None of which will help to produce the kinds of workers that the eloquent gentleman from NCB said recently were sadly lacking.

We give thanks for the annual graduation and school-leaving exercises that afford us the opportunity, perhaps like no other time of the year, to contemplate what we are becoming: our children become their parents.

Take this graduation ceremony, for example, at one of the traditional elite schools. Yes, there are schools that are still perceived, equipped and staffed that way despite official policy. Many have argued that indeed it is official policy to facilitate some schools to turn out 'ladies and gentlemen' and others to be the servers if not servants of said ladies and gentlemen. Like we produce sugar for ladies and gentlemen till they decide that the cause of their overbloated condition is that our sugar is too sweet and we are ill-equipped to respond.

DE-ROACHING

At the most recent 'Who will save our children?' forum organised by Dr. Claudette Crawford Brown and hosted by the University of the West Indies, Ibo Cooper observed that if we really want to have an idea of what Jamaica will be like say 10 years from now, we need look no further than the influences under which the present generation of youngsters falls. Anybody start packing yet? Nuh badda.

Just read Mervyn Morris' poem about some people who moved constantly in order to escape the roaches at the various places they moved into, and still the roaches came.

Seems to me like dem was moving with the roaches into dem likkle dulcimina grip and cardboard box when obviously they should have embarked on a de-roaching exercise.

Well there are some fabulous visionary roach exterminators, determined to rescue Jamaica and Jamaica's children from the failure to recognise that there is a difference between raising children and simply leaving them to grow up and that the way we negotiate the space in between will decide whether we succumb to the pestilence of cockroaches or arrive happily at a future without them.

DETERMINATION

Today we salute those people, particularly the staff and communities raising the children at Avocat Primary and Junior High in Buff Bay, Portland, at Carron Hall High School in St. Mary and at St. Thomas More Prep in May Pen. It is not just that these schools provide examples of the graduation ceremonies at which the parents were well-behaved, and heaven knows it is difficult to raise proper parents, it is the evidence they provided of a determination to build a community that not only could raise children well, but were seized of the conviction that a bright collective future is dependent on present collective involvement.

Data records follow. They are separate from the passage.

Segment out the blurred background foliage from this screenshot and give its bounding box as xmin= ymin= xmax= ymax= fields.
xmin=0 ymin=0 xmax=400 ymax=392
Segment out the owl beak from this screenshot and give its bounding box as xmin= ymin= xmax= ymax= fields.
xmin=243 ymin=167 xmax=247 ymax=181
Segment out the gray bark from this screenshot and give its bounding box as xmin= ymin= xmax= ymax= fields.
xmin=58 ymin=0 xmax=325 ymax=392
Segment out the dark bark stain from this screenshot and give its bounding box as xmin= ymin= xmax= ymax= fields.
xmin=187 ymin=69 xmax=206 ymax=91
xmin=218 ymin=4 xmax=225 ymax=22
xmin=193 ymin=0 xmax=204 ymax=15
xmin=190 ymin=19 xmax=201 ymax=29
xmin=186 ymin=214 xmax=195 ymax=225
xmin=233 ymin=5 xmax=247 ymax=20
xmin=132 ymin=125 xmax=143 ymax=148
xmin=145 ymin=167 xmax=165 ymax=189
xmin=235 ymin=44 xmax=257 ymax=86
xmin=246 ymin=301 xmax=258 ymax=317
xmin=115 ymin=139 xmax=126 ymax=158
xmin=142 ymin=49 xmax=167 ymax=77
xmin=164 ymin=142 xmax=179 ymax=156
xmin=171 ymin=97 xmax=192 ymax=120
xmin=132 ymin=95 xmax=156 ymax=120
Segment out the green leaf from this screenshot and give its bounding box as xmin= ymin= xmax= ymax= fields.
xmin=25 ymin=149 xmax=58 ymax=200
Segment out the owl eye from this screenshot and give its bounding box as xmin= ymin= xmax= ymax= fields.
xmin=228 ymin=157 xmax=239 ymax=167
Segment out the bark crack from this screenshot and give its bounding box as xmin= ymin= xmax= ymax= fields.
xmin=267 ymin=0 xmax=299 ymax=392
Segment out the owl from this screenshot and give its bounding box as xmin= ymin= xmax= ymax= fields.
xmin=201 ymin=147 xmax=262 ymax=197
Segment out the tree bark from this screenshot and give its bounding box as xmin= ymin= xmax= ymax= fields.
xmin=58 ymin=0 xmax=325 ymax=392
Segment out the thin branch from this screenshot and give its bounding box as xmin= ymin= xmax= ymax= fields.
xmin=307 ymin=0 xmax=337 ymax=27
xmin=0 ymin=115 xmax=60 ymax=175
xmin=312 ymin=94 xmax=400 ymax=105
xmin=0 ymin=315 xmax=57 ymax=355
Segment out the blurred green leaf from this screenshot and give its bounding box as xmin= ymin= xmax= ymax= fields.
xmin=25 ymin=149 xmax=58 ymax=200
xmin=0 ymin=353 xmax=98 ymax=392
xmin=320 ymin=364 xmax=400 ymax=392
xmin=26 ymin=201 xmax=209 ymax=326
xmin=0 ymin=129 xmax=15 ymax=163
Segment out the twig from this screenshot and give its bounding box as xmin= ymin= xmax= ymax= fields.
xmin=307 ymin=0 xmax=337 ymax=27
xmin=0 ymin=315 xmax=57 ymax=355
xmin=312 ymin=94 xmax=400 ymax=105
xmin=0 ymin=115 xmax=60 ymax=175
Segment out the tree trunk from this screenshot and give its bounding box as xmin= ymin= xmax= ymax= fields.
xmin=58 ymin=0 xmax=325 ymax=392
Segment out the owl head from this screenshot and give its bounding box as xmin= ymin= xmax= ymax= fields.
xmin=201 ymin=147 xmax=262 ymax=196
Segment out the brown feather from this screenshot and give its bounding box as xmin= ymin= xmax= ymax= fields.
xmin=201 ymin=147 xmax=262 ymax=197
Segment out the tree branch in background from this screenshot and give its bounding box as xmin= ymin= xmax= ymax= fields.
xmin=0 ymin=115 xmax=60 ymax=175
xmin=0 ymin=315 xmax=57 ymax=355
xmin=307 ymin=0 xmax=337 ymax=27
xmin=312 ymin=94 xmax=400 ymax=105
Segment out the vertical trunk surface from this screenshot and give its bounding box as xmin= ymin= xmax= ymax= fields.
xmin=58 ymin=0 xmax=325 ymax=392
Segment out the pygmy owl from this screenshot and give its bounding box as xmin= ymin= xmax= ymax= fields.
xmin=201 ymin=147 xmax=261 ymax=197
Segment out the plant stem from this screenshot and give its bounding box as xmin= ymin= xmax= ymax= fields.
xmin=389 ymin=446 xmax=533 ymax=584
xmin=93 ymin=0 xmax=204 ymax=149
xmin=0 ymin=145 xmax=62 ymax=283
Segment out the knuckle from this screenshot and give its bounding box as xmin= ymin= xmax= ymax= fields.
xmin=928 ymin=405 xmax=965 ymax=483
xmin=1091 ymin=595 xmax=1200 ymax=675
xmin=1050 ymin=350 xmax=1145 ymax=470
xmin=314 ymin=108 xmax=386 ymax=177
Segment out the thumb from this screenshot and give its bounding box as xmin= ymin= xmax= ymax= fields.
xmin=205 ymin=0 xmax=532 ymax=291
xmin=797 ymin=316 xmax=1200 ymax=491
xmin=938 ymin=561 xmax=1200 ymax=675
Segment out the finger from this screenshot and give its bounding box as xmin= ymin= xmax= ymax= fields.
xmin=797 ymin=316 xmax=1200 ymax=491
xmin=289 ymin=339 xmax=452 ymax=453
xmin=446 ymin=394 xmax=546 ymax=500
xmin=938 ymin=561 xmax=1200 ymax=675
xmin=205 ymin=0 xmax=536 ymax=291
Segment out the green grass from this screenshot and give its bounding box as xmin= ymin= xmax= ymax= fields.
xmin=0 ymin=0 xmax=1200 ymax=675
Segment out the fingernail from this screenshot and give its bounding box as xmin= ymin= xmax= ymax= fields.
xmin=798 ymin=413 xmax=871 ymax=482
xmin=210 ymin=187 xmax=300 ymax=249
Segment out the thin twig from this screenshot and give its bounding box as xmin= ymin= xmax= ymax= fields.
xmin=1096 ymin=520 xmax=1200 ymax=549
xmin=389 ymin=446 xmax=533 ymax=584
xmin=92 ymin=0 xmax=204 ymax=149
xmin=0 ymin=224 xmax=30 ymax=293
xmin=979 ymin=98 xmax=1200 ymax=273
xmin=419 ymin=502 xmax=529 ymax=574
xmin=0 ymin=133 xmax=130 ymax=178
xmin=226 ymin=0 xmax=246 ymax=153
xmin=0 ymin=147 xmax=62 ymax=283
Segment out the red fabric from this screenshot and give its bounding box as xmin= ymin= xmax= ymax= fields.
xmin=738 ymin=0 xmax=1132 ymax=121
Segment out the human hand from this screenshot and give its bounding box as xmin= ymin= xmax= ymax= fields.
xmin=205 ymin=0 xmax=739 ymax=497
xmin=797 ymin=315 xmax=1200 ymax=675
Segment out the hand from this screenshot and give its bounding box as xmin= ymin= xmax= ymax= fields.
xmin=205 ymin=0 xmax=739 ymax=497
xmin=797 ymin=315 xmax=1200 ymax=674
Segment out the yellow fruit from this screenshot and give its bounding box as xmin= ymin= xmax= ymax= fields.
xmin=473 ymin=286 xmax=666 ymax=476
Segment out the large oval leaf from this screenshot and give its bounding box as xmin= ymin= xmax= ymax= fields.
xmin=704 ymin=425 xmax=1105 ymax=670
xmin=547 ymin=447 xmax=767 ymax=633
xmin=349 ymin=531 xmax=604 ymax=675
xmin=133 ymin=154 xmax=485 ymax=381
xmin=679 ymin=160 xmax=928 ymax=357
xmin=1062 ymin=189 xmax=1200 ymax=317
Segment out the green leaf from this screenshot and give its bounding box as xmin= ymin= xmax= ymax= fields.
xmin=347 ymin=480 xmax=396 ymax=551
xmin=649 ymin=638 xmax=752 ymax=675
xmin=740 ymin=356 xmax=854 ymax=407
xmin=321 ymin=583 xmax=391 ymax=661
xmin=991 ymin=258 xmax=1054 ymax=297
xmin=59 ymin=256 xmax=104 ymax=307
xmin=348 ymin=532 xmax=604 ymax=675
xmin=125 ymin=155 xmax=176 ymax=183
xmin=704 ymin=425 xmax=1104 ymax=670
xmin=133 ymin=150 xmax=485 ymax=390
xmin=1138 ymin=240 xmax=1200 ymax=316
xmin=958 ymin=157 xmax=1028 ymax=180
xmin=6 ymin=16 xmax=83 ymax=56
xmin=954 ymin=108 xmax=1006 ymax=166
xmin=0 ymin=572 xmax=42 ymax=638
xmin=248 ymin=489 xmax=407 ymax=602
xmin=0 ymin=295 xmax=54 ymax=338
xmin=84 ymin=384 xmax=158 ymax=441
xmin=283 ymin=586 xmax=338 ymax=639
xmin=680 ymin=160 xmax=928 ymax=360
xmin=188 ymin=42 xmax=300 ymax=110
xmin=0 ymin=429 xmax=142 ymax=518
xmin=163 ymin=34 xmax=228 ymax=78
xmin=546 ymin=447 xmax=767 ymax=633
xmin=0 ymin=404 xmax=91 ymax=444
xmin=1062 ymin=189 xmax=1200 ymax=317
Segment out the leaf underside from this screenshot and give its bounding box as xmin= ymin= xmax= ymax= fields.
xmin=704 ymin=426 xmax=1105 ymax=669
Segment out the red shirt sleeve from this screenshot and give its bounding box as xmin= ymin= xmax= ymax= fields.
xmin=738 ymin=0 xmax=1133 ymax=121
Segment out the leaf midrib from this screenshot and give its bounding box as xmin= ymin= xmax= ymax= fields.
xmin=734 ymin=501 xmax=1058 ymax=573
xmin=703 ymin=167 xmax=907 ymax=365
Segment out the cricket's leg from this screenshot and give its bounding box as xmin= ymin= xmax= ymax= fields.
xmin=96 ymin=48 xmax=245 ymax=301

What a privilege to see a grade six child graduate as the first person in four generations who had learned to read and write.

So what does any of this have to do with the past, the present or the future? Maybe nothing, till the EU and the WTO wake us up with a redefinition of preferential treatment that seh dem prefer to treat we to what mek dem better off first and foremost, for slavery days dun lang time and dem doan owe we nutten and we have to decide for ourselves how we prefer to be treated.

We are going to have to produce our way to a better future and that begins with the production of a certain quality of citizenry, shaped in an understanding that if 2004 is the future of which Nanny dreamed, it is also a 2004 with the inequities produced by the system against which Nanny fought.

Give thanks for all those who dream a brighter future and raise children that give us hope.